実は昔から、3DCGって「なんか」気持ち悪いので苦手でした。
3Dで作られたキャラクターがぬるぬる動く動画を見て嫌悪感を感じたことがある人は、私以外にもいるのではないでしょうか。
幼い頃、手描きMADやトレス動画と呼ばれる手描きの二次創作動画が好きで、ニコニコ動画やYouTubeでよく見ていました。

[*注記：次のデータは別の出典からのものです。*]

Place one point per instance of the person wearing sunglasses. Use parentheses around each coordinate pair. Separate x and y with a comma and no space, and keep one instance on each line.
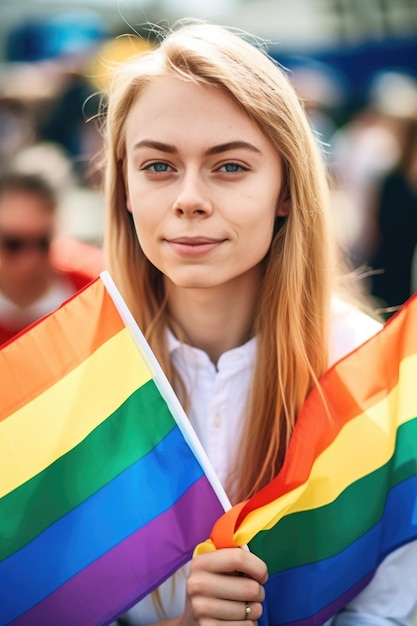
(31,283)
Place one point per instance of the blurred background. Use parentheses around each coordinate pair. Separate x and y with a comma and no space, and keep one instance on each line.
(353,62)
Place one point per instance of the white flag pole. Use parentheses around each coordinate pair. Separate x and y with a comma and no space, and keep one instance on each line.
(166,389)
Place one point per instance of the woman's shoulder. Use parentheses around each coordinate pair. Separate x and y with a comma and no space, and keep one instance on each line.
(349,328)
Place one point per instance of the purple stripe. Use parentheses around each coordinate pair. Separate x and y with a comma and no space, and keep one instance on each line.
(113,583)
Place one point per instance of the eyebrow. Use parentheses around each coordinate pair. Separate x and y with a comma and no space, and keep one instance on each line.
(224,147)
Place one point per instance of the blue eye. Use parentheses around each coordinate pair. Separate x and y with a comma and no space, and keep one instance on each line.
(231,168)
(158,167)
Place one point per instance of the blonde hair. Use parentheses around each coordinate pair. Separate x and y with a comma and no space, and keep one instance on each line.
(291,320)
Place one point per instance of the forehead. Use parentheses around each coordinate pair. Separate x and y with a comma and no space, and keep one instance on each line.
(174,110)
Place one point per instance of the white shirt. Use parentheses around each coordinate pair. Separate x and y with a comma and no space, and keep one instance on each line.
(218,402)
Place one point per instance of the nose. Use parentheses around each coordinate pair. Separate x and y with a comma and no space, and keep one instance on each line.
(192,197)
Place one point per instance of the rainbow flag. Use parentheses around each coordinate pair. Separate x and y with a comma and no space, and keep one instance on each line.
(347,494)
(104,487)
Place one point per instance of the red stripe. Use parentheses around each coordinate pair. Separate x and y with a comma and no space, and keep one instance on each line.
(51,348)
(355,383)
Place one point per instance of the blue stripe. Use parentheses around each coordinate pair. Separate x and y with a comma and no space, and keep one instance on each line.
(301,592)
(112,514)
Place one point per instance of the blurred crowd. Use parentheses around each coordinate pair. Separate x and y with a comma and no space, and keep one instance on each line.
(51,208)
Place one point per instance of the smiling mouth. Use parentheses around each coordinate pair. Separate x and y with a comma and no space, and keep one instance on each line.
(194,246)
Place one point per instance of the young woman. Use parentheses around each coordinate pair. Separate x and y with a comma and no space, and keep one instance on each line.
(217,235)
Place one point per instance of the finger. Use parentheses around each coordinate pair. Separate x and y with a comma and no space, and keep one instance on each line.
(226,610)
(232,560)
(236,588)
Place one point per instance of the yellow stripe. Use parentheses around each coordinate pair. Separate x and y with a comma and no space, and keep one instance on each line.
(61,417)
(363,445)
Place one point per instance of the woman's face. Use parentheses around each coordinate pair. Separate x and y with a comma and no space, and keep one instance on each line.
(203,184)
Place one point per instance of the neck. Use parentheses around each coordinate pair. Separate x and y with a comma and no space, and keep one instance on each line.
(216,319)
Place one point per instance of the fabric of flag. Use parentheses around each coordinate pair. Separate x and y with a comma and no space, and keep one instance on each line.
(347,493)
(102,497)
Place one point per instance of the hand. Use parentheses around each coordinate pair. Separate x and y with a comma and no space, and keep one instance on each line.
(222,584)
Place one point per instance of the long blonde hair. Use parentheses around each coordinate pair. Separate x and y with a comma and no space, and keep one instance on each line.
(292,317)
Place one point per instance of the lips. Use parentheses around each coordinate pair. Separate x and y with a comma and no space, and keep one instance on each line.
(194,246)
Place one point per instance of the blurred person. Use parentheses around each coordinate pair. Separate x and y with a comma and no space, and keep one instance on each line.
(362,152)
(396,222)
(218,237)
(32,281)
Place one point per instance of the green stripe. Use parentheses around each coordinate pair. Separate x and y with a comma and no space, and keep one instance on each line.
(115,445)
(359,507)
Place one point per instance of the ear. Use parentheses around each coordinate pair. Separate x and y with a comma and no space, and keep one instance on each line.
(283,208)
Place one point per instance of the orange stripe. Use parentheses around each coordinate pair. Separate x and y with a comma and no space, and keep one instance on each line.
(351,387)
(37,359)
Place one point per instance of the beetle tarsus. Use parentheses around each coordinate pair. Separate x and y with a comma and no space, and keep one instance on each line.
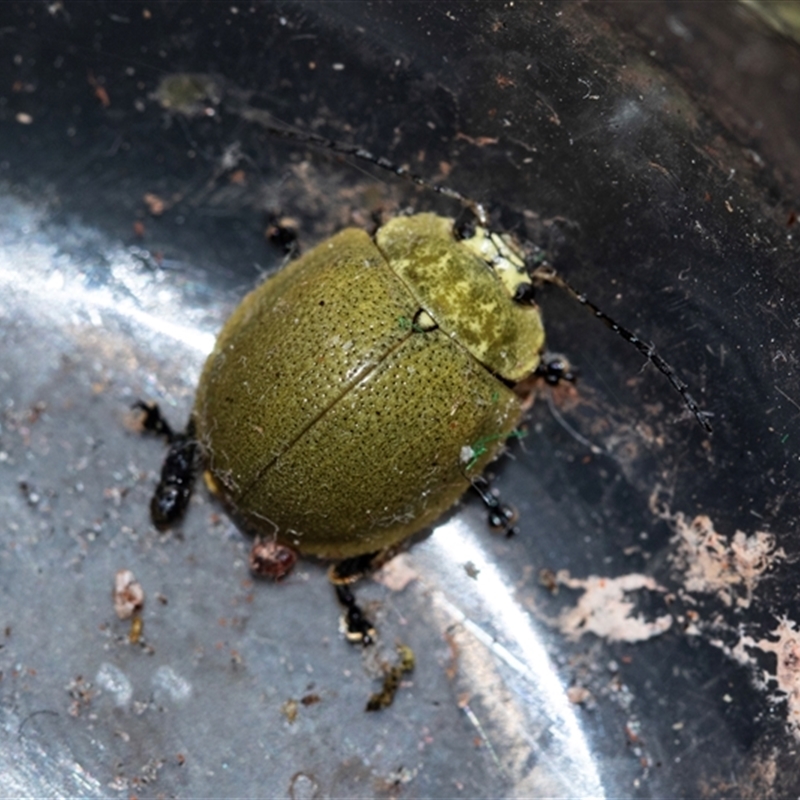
(349,570)
(502,518)
(154,421)
(174,489)
(555,368)
(178,472)
(358,629)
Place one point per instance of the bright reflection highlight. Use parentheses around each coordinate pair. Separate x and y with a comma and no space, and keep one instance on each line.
(490,598)
(59,286)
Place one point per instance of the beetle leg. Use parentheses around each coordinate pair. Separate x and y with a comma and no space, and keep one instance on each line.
(359,629)
(178,472)
(282,237)
(555,368)
(153,420)
(501,516)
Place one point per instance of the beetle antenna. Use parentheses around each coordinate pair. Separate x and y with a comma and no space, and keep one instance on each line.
(307,137)
(648,350)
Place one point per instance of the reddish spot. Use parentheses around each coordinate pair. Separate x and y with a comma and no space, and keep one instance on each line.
(269,559)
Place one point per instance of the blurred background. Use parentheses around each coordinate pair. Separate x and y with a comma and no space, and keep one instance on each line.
(639,637)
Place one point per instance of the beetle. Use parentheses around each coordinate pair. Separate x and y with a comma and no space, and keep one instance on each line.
(352,398)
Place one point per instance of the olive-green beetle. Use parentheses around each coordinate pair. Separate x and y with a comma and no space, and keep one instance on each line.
(351,399)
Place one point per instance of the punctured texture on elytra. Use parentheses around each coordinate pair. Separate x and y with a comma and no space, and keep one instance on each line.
(329,419)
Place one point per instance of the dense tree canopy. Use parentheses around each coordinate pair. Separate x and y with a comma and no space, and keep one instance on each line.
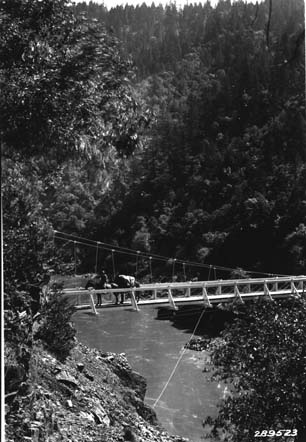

その中で、アニメの括りで検索一覧にあがっていたMMD(注1)動画を再生したら、3DCGの独特な表現にゾワッと来てしまうことがありました。
これは私の初投稿作品なのですが、まあ要はこういう感じのテイストです。
他にも、本編は手描きのアニメなのに、エンディングで突然キャラクターが3D化し踊り出したのをみて、えも言えぬ感情に襲われたこともありました。
手描きアニメとは受け取る印象がかなり異なります。
大変失礼だなと思いつつも、3DCGだとわかった瞬間再生を停止したり、チャンネルを変えてしまったりしたことも・・・。
このように3DCGはなんか気持ち悪いので苦手(2度目)です。
でもこの感情は本当に全ての3DCGに該当するのでしょうか?
初見でさほど「うわっ・・・」とならなかったものを、パッと思いつきでいくつか上げました。
・昨今のフルCGのディズニー・ピクサー映画(特に人外キャラクターメイン)
・エンディングのダンスムービーだと、昨今のプリキュア
・MMDも見れる作品は見れる
・ゲーム「アイドルマスターシンデレラガールズ スターライトステージ(注2)」の作中MV …etc
他にもあるとは思いますが、ものによっては視聴できるあたり、全てが駄目ではなさそうです。よって、3DCGはきもい、苦手、と一緒くたにして言うのは違う気がします。
ただ、嫌悪感を感じるものに関してはとことん感じるため、見れるものと見れないと思う作品に何らかの線引きがあるようです。
「なんか」の正体は?
「なんか」気持ち悪い、では漠然としていて何がどう気持ち悪いのかよく分からないので、ざっくり2点考えてみました。
・動きが気持ち悪い
・似てないから気持ち悪い
なるほど。
「似てない」に関しては版権元がある場合に限りますが、だいぶ雑な感想となりました。
だいぶ前のものですが、3DCG触りたての頃も同じくモデルの再現度について気になっていたので、アンケートを取ったことがあります。
もし暇でしたらご意見ください
・似せる気がないとまではいかないが製作者の絵柄が強く出ているmmdモデルについて(配布を前提とする)— Tc/テクネチウム (@rb_tc04092my) May 22, 2017
正直、ファンアートや同人イラストが対象だと「可愛ければ公式に忠実でなくてもいい(要約)」がたった6割ってことはないと思ってしまいました・・・
むしろそこ以外のマイナスな言い方をしたつもりの項目が4割はいるという。うーん興味深い。
・・・ていうか、手描きアニメとかファンアートって、自分の絵柄ガンガンだして公式そのものじゃなくても幅広い層から愛されとても楽しく見られるのに、何故3DCGになると「似てるかどうか」という評価観点がでてくるんですかね・・・
個人的に「なんか」には再現度が強く関わってきている気がしますので、今回は前者のアニメーションよりも後者「似てるかどうか」に焦点を当てて考えていきたいと思います。
不気味の谷(現象)
こういった違和感については「不気味の谷」という現象が提唱されており、研究や考察が既に存在しています。気になった人は是非調べてみてください。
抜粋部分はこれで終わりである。